Summary
Relational databases offer a rich toolset to help ensure the integrity of data. Apart from normalized schema, however, few enterprise applications take advantage of those tools and, instead, tend to implement integrity checking inside application layers. If SQL database constraints are useful, why aren't more applications taking advantage of them?
Advertisement
An important trend in data management, especially on the Web, is to use relaxed SQL schemas—or to eschew the principles of relational data design altogether. A recent Artima discussion focused on the "NoSQL" movement, as it were—and the general conclusion seemed to be that relational constraints are very useful, indeed, and that developers should bypass them at their peril.
That's hardly a surprise, given that normalized relational data models came about as a way to help ensure data integrity. Users, in general, like to think of databases as authoritative sources of data: an underlying notion for popular data access methods, such as SQL queries, is that the return values represent a well-defined notion of "truth." Preserving that notion is much harder when relational constraints are relaxed, which puts most of the integrity maintenance burdens on application-level code.
While much of the discussion on NoSQL centers around database de-normalization—relaxing SQL normal forms that results in possible data redundancy—modern database management systems, as well as the SQL standard, offer many additional mechanisms to ensure data integrity. In perusing the latest edition of Joe Celko's SQL for Smarties—a highly recommended read—it became clear to me that I'm using but a small portion of SQL's power to ensure data integrity. For instance, I almost never take advantage of the SQL check mechanism when declaring database tables, and I forgo other now standard SQL facilities, too, to, in effect, keep the database clean.
Although I believe in the value of pushing as much data management as possible into a database, I tend to implement a lot of data integrity-related code in the domain and controller layers. Of course, all that code needs to be tested, too. I recently surveyed a few dozen test suites I wrote using ScalaTest, encompassing several hundred test cases, and noticed that no less than 30% of our test cases had to do with enforcing data integrity constraints at the application layer. An example of that is making sure that API-level preconditions are enforced—checking for the proper handling of null values, for instance. And if a complex object is passed as a parameter to a method, I tend to write tests to make sure the method can gracefully accommodate method parameter objects in unacceptable states.

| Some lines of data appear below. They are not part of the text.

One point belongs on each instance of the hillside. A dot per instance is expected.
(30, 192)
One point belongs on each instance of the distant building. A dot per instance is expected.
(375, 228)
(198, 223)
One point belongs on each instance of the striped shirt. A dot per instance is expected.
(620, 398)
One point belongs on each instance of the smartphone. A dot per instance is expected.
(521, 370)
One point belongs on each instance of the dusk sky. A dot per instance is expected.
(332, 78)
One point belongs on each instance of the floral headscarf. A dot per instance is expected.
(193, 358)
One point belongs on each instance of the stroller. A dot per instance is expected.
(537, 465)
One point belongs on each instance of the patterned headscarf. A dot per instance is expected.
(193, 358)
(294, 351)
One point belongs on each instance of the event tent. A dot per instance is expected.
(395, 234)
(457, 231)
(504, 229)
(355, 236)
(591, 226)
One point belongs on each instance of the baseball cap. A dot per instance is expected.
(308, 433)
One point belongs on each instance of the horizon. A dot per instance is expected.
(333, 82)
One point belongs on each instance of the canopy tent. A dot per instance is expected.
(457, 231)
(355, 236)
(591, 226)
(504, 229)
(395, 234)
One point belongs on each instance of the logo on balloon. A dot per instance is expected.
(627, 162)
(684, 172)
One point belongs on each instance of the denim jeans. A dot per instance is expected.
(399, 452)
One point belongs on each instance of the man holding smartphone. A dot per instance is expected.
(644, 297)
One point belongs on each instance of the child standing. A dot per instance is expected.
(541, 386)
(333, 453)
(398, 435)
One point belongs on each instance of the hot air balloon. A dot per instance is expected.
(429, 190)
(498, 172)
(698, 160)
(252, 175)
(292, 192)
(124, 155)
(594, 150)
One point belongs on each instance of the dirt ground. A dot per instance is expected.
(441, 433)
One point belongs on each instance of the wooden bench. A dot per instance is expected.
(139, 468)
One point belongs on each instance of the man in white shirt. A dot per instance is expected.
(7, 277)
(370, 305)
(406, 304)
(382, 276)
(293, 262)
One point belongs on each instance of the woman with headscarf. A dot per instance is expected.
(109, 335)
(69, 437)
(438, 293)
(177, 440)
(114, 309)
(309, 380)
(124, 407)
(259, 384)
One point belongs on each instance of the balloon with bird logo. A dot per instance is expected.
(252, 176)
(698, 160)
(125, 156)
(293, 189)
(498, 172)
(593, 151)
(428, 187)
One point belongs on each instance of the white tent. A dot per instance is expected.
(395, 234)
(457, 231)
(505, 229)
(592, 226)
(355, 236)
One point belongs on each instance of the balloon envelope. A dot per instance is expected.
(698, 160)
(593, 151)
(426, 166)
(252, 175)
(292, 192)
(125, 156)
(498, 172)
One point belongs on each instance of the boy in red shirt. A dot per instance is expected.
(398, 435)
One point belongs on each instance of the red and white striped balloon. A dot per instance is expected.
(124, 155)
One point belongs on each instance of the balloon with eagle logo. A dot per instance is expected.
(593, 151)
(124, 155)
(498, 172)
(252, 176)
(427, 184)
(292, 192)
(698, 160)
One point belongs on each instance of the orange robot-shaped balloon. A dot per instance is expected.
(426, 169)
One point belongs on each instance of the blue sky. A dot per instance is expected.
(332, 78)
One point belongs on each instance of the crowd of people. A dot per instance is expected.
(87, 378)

We do all that, even though we also use Hibernate Validator in the entity layer, carefully annotating entity classes with required validation constraints. Finally, we also write a significant amount of integrity-checking code in the presentation layer—Flex, in our case—to ensure that users submit valid data to the server-side API. And that presentation-layer code has tests suites, too. In total, therefore, we encode data integrity the database, the entity layer, and in the presentation layer, with significant portions of our test cases devoted to covering integrity-checking code in the controller layer and in the presentation as well.
That's a lot of code that clearly violates the DRY principle. The closest to non-redundant integrity constraints I've seen was in ActiveRecord, Rails' O/R mapping and persistence layer. ActiveRecord annotates entity-layer classes with integrity constraints, and Rails' controller and presentation layers use that data to, for instance, display nice error messages to the user upon incorrect data entry. However, as with Hibernate Validator, ActiveRecord barely takes advantage of the underlying relational database's expressive power: Constraint-related SQL generated by both frameworks is limited mostly to foreign-key relations and non-null field declarations. The rest of the integrity checks are performed by a sort of validation layer (as part of the entity classes).

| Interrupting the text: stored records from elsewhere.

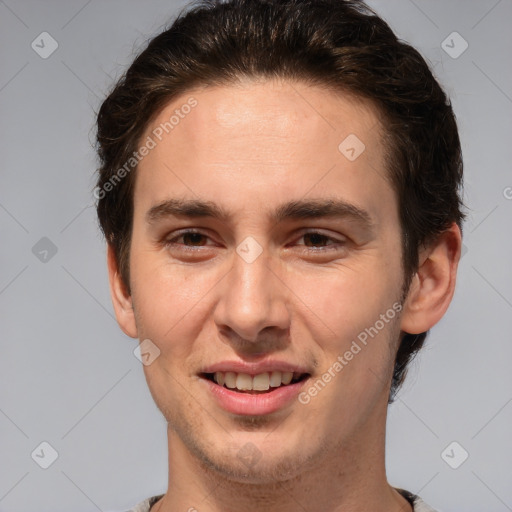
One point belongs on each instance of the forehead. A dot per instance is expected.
(292, 136)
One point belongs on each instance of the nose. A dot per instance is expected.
(253, 303)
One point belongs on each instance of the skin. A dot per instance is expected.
(251, 147)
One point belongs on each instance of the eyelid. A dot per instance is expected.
(306, 231)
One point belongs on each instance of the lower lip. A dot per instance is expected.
(259, 404)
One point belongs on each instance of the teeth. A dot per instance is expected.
(275, 379)
(229, 379)
(260, 382)
(286, 377)
(244, 382)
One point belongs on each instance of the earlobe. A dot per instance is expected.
(433, 285)
(121, 299)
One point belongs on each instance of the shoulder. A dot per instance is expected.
(418, 504)
(145, 506)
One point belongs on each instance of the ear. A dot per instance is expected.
(121, 299)
(433, 285)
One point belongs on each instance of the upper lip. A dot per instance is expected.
(254, 368)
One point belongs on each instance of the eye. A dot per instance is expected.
(191, 238)
(318, 241)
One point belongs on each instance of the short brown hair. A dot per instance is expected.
(338, 44)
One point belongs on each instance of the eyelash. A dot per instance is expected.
(172, 241)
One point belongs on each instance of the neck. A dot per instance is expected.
(349, 477)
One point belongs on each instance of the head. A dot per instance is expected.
(247, 104)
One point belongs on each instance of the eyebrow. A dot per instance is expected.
(292, 210)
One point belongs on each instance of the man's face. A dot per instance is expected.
(260, 294)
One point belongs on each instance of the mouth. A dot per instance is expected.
(258, 384)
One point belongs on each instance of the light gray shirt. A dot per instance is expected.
(418, 504)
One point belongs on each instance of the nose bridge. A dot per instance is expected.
(253, 297)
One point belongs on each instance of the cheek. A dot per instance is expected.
(344, 300)
(169, 300)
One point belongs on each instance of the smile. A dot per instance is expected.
(261, 382)
(254, 394)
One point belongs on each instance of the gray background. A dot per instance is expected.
(68, 376)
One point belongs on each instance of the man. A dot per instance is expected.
(279, 190)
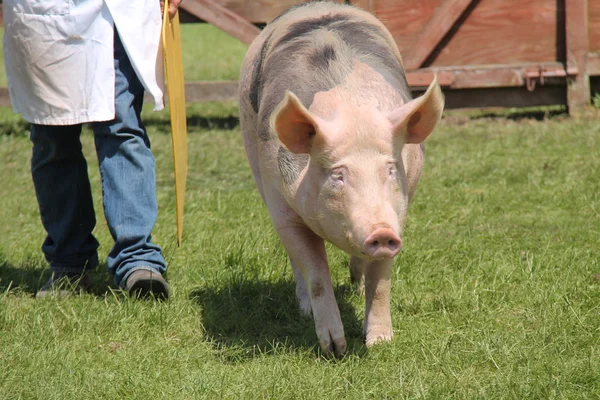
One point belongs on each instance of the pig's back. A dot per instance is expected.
(312, 48)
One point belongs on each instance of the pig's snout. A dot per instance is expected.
(383, 243)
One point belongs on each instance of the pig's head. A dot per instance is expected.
(355, 188)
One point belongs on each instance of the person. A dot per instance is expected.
(70, 62)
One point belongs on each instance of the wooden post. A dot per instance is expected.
(444, 17)
(578, 46)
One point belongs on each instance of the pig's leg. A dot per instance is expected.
(301, 291)
(308, 255)
(357, 273)
(378, 319)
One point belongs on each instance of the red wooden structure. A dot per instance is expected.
(486, 53)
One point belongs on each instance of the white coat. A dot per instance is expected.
(59, 56)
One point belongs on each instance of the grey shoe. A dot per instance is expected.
(63, 284)
(144, 283)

I think that in a more ideal situation the database should be the guardian of the data, including constraint enforcement. That can be achieved today by writing lots of hand-coded SQL, which may not be an effective solution because most SQL databases rely on SQL error codes to indicate constraint violations. For instance, setting a constraint so that the salary field can't accept a value less than 5000 and greater than 1000000 will cause a database to return an error code when attempting insert a record with a salary of 100—but that error code would then have to be translated into some usable value in other layers of the application. The effort involved in that translation pays few dividends, especially since it's not portable across relational database products.
Where do you think is the proper place to define data constraints? Do you agree that SQL should provide more standardized error reporting for integrity violations?
I think that people don't use DB integrity constraints because they are not very portable and most projects are obsessed with being able to plug-replace their DBMSes, although projects that actually change their DBMS in midflight are most unusual.
Database contraints: lose them! It is generally good practise to validate all input in a program and not depend on the well-behavedness of external programs. What if your program gets to run somewhere else and for some reason the database constraints are not properly transferred? Does this mean that your program might crash? Then shame on you! Generally the programming language is the most powerfull thing in the house so if you want expressive power you should use that. Databases are just like files for writing structs to and from. Use the programming language for anything more advanced.
You already mention that the checking performed by database constraints must often be duplicated in the program. This clearly indicates that something is wrong. If the very basic integretry criterium that no tables or columns are missing a program should be able to do the right thing with/to any state it might find in the database.
Database Constraints: Lose them! Call me old fashioned if you like, but when I want to validate that the salary field can only accept a value between 5000 and 1000000 I perform that checking in the application, not the database. This means that I can detect the error as soon as possible, and output the correct error message in the correct place. I only attempt to write to the database AFTER all data has been validated, and any response from the database layer other than 'OK' is treated as a failure. Writing unfiltered data to the database, then attempting to use error codes to identify 'dirty' data that needs to be sent back to the user for reinput, with an appropriate error message (with possible translation into various different languages), just seems like using a sledgehammer to crack a nut. Sure it's possible, but "proper" programmers don't do it that way.
I think it's easier that you make it: the current generation of programmers forgot how to use SQL constraints because MySQL doesn't have them. Of course, fighting the OR divide (and being unaware of it) doesn't help. As for using or losing, it depends a lot on the kind of application you're writing, but some days I would give a chunck of my own flesh to have schema-wide assertions in postgres.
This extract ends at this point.